Récup Estrie accueillait les médias, la semaine dernière pour expliquer le fonctionnement des nouvelles lignes de tri optique pour le papier et le carton.
Récup Estrie accueillait les médias, la semaine dernière pour expliquer le fonctionnement des nouvelles lignes de tri optique pour le papier et le carton.

Les nouvelles lignes de tri de Récup Estrie rapportent déjà

SHERBROOKE — Récup Estrie voit déjà les résultats de l’acquisition de nouvelles lignes de tri optique pour le papier et le carton depuis leur mise en marche à la mi-juin. Le président de l’organisation, Pierre Avard, assure que l’acquisition des nouvelles lignes de tri, pour 2,8 M$, permet désormais de vendre ces matières alors qu’on payait autrefois pour s’en départir. 

M. Avard explique notamment qu’une partie de l’usine de la rue Claude-Greffard a dû être vidée pour permettre la construction de nouvelles infrastructures et l’installation du matériel. Il rapporte que contrairement à l’idée reçue, ce n’est pas le verre, mais bien le plastique qui contaminait le papier et le carton, si bien que Sherbrooke devait payer pour s’en départir.

« Ce qu’on avait comme contaminant, c’était la cartonnette et les sacs de plastique. Il y a 60 % de ce qui est retiré qui est du plastique de toutes les sortes. C’est assez impressionnant de voir comment les gens mettent n’importe quoi dans le bac. Il y a tous les sacs de pain, les sacs de circulaires. Il y a aussi les emballages des grands entrepôts. » 

« La cartonnette, nous pouvons maintenant la vendre 70 $ la tonne, mais avant nous payions pour nous en départir. Nous avons payé jusqu’à 92 $ la tonne. Les prix montaient parce que les compagnies savaient que nous n’aurions plus besoin de leurs services bientôt. La pandémie a aussi été une excuse pour gonfler les prix. »

Selon Pierre Avard, le retour sur l’investissement se manifeste plus rapidement que prévu. « On s’attendait à avoir des revenus, mais c’est beaucoup plus rapide qu’on pensait. On s’attendait à 15 $ la tonne pour commencer. » Des entreprises québécoises, comme Cascades, auraient démontré de l’intérêt pour le papier sherbrookois.
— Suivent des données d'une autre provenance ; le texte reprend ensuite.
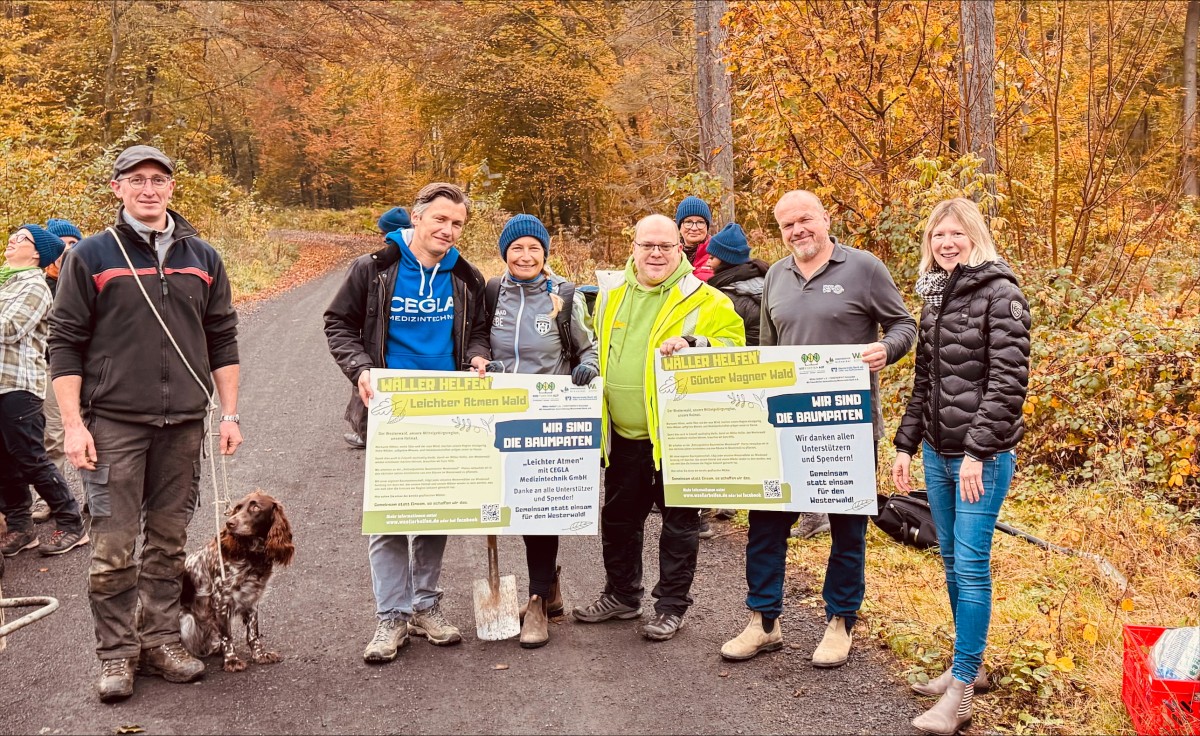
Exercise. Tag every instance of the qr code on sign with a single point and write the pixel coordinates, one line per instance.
(772, 490)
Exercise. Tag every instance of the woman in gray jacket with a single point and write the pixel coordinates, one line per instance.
(531, 334)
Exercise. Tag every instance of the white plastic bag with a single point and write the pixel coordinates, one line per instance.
(1176, 654)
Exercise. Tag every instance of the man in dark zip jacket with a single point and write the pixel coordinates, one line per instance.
(415, 304)
(133, 411)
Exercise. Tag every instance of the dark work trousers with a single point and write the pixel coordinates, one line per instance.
(631, 484)
(147, 480)
(541, 557)
(845, 584)
(24, 462)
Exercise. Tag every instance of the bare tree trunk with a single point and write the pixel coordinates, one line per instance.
(114, 57)
(714, 100)
(1191, 184)
(977, 83)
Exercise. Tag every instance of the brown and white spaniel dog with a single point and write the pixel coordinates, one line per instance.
(257, 537)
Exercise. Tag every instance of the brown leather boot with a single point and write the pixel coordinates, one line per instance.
(555, 603)
(535, 628)
(951, 713)
(937, 686)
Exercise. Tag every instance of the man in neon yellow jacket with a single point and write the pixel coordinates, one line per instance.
(659, 309)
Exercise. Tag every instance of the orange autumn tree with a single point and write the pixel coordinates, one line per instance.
(840, 99)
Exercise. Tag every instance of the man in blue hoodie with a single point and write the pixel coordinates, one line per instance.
(414, 304)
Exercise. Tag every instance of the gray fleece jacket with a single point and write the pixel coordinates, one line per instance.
(525, 336)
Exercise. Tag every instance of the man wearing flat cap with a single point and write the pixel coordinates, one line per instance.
(135, 396)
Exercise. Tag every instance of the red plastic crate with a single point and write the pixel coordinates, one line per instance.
(1156, 706)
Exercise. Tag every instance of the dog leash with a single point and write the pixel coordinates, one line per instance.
(210, 410)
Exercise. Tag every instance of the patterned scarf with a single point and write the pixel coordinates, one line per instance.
(930, 286)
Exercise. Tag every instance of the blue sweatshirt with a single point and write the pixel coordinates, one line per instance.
(420, 318)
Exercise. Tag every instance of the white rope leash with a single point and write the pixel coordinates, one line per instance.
(217, 501)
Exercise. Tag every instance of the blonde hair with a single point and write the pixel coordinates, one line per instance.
(966, 211)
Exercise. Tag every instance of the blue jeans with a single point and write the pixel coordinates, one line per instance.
(845, 581)
(405, 572)
(964, 534)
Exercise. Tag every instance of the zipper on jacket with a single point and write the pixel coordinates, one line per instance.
(936, 360)
(516, 333)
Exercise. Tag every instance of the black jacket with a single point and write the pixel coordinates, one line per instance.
(103, 330)
(743, 285)
(972, 366)
(357, 318)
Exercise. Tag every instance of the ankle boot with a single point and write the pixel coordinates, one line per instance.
(555, 603)
(951, 713)
(937, 686)
(535, 629)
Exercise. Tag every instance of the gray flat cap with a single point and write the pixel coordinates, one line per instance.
(139, 154)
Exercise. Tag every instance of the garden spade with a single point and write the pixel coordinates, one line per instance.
(497, 614)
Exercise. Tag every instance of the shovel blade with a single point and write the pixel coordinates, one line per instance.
(497, 612)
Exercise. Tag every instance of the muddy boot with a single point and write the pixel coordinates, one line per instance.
(937, 686)
(951, 713)
(535, 628)
(754, 640)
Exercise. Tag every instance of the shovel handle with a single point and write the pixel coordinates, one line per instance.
(493, 564)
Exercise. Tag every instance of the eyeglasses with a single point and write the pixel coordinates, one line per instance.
(155, 181)
(663, 247)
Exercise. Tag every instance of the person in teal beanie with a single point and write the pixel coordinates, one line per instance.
(396, 219)
(531, 301)
(695, 221)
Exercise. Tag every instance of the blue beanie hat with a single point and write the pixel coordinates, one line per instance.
(49, 246)
(63, 228)
(730, 245)
(394, 220)
(521, 226)
(694, 205)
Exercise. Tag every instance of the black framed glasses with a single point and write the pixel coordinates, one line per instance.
(663, 247)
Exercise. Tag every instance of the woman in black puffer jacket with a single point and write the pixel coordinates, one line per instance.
(965, 413)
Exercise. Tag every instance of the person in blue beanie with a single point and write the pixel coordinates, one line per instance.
(695, 221)
(396, 219)
(527, 304)
(69, 234)
(24, 329)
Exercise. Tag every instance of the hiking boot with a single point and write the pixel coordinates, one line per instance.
(834, 647)
(40, 510)
(661, 627)
(754, 640)
(951, 713)
(115, 678)
(390, 635)
(15, 543)
(811, 525)
(63, 542)
(534, 628)
(937, 686)
(606, 606)
(555, 602)
(172, 662)
(435, 627)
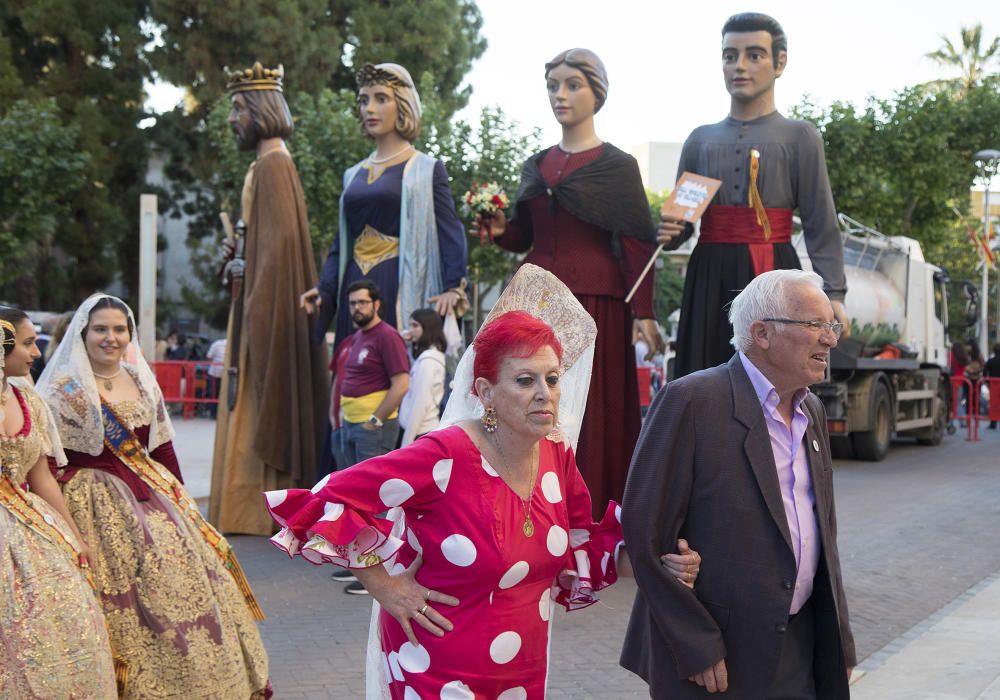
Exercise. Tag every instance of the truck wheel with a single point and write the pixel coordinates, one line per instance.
(872, 445)
(935, 434)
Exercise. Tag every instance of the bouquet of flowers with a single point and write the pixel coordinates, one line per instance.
(484, 200)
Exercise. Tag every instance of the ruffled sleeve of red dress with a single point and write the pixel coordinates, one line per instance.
(338, 521)
(590, 560)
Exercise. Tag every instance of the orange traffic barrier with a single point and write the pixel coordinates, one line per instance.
(187, 383)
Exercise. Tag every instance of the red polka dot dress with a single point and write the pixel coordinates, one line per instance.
(469, 526)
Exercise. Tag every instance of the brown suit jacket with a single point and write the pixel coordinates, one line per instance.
(703, 469)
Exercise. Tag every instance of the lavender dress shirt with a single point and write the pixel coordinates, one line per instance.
(792, 462)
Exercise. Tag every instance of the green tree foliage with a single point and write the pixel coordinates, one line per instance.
(902, 164)
(321, 44)
(89, 57)
(35, 192)
(972, 60)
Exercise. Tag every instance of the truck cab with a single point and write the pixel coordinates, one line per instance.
(890, 375)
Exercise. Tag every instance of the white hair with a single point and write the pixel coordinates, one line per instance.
(764, 297)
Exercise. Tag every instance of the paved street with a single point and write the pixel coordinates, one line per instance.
(917, 532)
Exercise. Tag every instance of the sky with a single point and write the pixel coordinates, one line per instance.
(664, 61)
(663, 56)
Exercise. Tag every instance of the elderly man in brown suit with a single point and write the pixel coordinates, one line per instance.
(736, 460)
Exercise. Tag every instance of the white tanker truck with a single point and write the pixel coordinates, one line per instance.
(890, 376)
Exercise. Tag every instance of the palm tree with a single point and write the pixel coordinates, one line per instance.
(972, 62)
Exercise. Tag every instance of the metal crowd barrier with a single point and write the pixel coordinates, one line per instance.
(187, 383)
(993, 413)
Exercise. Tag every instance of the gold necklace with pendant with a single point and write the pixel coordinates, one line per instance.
(529, 527)
(107, 378)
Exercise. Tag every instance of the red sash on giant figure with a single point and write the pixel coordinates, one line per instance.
(727, 224)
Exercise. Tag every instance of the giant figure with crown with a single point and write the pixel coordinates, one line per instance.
(272, 400)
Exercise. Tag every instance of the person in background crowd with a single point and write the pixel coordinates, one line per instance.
(376, 377)
(992, 370)
(421, 408)
(216, 355)
(957, 360)
(177, 348)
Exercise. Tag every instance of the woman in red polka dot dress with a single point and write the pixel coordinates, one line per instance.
(497, 526)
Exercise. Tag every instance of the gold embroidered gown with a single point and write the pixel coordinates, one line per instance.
(174, 612)
(53, 642)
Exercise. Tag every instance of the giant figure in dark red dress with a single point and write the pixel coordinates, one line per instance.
(583, 214)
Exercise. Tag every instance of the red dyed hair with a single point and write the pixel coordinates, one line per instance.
(514, 334)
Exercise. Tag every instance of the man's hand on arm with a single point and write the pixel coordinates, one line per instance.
(714, 679)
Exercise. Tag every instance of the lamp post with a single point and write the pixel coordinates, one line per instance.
(987, 160)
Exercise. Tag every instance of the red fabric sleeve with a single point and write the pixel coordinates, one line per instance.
(339, 521)
(590, 561)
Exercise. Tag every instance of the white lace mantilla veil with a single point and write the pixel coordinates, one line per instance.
(544, 296)
(69, 388)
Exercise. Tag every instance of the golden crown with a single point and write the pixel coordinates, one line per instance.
(256, 78)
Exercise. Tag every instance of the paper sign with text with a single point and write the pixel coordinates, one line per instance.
(690, 197)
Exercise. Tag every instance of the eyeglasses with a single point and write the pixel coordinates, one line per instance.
(835, 327)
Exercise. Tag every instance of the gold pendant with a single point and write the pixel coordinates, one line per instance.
(529, 528)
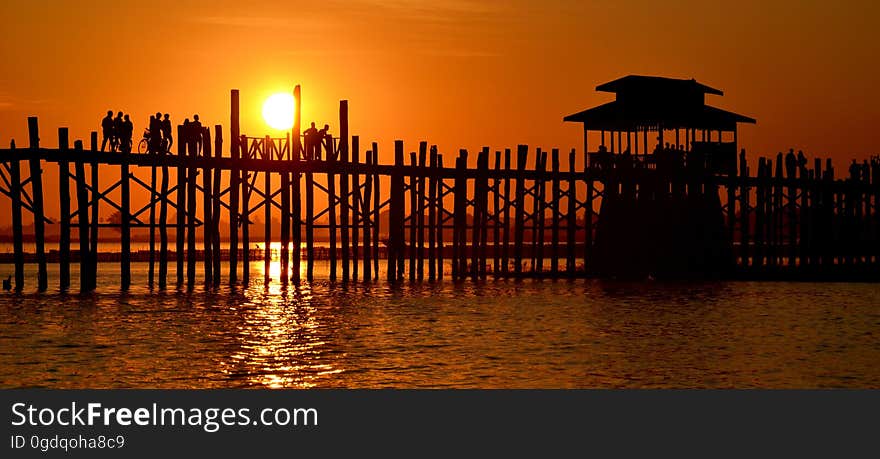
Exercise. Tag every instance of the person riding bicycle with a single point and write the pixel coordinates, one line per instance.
(166, 132)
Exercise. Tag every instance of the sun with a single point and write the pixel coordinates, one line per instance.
(278, 111)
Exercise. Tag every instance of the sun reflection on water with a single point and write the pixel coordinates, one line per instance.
(283, 339)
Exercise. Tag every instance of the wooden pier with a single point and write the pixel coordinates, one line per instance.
(508, 213)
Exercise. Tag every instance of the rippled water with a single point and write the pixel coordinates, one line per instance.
(548, 334)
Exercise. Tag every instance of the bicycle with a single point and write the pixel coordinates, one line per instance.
(144, 144)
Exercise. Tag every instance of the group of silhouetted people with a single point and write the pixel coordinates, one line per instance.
(313, 139)
(158, 134)
(117, 131)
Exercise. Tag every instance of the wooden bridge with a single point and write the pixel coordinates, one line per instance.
(526, 212)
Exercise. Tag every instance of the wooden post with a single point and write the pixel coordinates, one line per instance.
(420, 212)
(82, 212)
(554, 205)
(396, 217)
(432, 214)
(285, 225)
(17, 237)
(93, 229)
(413, 226)
(355, 208)
(441, 217)
(267, 210)
(245, 216)
(234, 178)
(151, 275)
(180, 228)
(496, 217)
(125, 226)
(193, 144)
(310, 222)
(539, 210)
(459, 220)
(297, 218)
(505, 254)
(343, 188)
(376, 213)
(37, 190)
(207, 210)
(215, 212)
(367, 216)
(64, 192)
(331, 205)
(163, 226)
(571, 214)
(522, 153)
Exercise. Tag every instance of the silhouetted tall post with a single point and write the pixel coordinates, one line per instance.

Le choix d’investir pour le tri du papier et du carton alors que la quantité de papier acheminée à Récup Estrie semble diminuer, notamment avec la réduction du volume de papier journal, était-il aussi judicieux qu’on le laisse croire? « En réalité, le carton est en progression parce que les gens font venir des choses par la poste. Il y a des emballages qui n’étaient pas là avant. Il y a beaucoup de suremballage. »

Le président de Récup Estrie rappelle que les nouvelles machines sont installées depuis un mois. Une quarantaine de lignes de tri semblables sont présentes au Québec, notamment à Lévis qui, selon M. Avard, en tire un papier de qualité très recherché. 

Pierre Avard croyait pouvoir obtenir 15 $ la tonne pour le papier récupéré mais déjà, le prix pour la cartonnette s’élève à 70 $ la tonne.

Les machines en question, des tris optiques Mistral + de l’entreprise Pellenc ST, sont arrivées de France par bateau. 

Gregory Mattioli, représentant technique et commercial pour Pellenc ST, indique qu’elles sont parties juste avant les restrictions liées à la COVID et qu’elles sont arrivées le 1er juin. « Les gens ont travaillé jour et nuit pendant deux semaines pour l’installation. Le tri optique fonctionne à 4,5 m par seconde, ce qui fait que la matière est bien étalée. La première machine retire le plastique et les matières ferreuses alors que la deuxième sépare le carton brun et la cartonnette. Les sacs de plastique représentent 10 % des entrées. »

Concrètement, les matières plastiques sont soufflées vers le haut alors que le papier et le carton tombent sur une deuxième ligne. Sur un écran, un ordinateur indique en temps réel le pourcentage de chacune des matières traitées par rapport au volume total. 

« On peut trier de neuf à dix tonnes de matière chaque heure », précise M. Mattioli. 

Le représentant de Pellenc ST ajoute que de gros joueurs québécois pourraient récupérer les sacs de plastique triés par Récup Estrie pour en faire de nouveaux sacs. 

Enfin, Pierre Avard mentionne que le prochain achat de machinerie chez Récup Estrie devra être celui d’une nouvelle presse. « Nous n’en avons qu’une et nous ne voulons pas la surcharger. Si elle brise, nous serons obligés d’arrêter les activités. C’est un projet prioritaire. »

Le tri s’effectue à l’usine de Sherbrooke de 7 h à minuit. Depuis deux semaines, les quantités de matières reçues sont plus importantes, selon ce qu’affirme Pierre Avard.